RI Hospital to study treatment that may prevent post-traumatic OA

Rhode Island Hospital has received a grant of $2.2 million from the United States Department of Defense to support a research study on a treatment that may prevent post-traumatic osteoarthritis, a common condition in men and women who suffer joint injuries to the knee and hip. The research will allow for further development of lubricin, a manufactured recombinant protein similar to a natural form of lubricant for the joints that may prevent osteoarthritis following trauma.

In the general population, trauma accounts for 18 percent of the total cases of osteoarthritis (OA). Injuries such as tears to the anterior cruciate ligament (ACL) or meniscal injuries along with other forms of joint trauma are identified causes of the development of OA. In the military, orthopedic surgeons with the U.S. Army anticipate that almost one half of service men and women will acquire post-traumatic osteoarthritis following a new joint injury.

Recently, it has been recognized by the research community that treating the injured joint following trauma may be the best practice in preventing OA after injury. To do so, a manufactured product known as lubricin can be injected into the joint. Lubricin acts as the natural joint lubricant in synovial fluid, which and is lost following injury. However, the reintroduction of lubricin allows for the preservation of the cartilage.

Co-Principal investigator (co-PI) Gregory Jay, M.D.,Ph.D., is an emergency medicine physician and researcher with Rhode Island Hospital and an established investigator in lubricin. Jay, along with his co-PI Braden Fleming, Ph.D., a leading orthopaedic researcher in the study of knee joint injuries and arthritis, will lead this study to develop what they hope to be a prevention for post-traumatic OA.

As Jay explains, "By supplementing the joint's natural lubricating ability, it offers the prospect of preserving the cells that line the surface of the articular cartilage.

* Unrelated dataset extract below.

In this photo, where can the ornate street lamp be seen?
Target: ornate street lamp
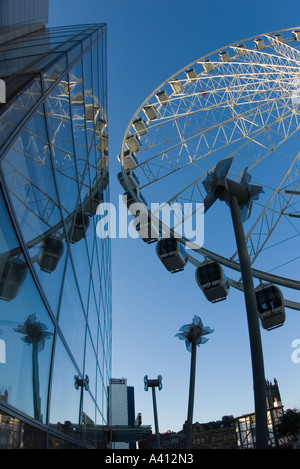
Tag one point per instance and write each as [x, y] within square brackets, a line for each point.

These cells are progenitor cells, which mean they provide the cartilage with a limited ability to repair itself. Preserving these cells is an important step in the prevention of osteoarthritis."

Fleming comments, "We anticipate that through this study, we will be able to advance clinical knowledge of the use of lubricin in treating traumatic injuries to joints, which may prevent the development of OA later. This will have major implications in how these injuries are treated and the prognoses not only for service men and service women, but the general population as well."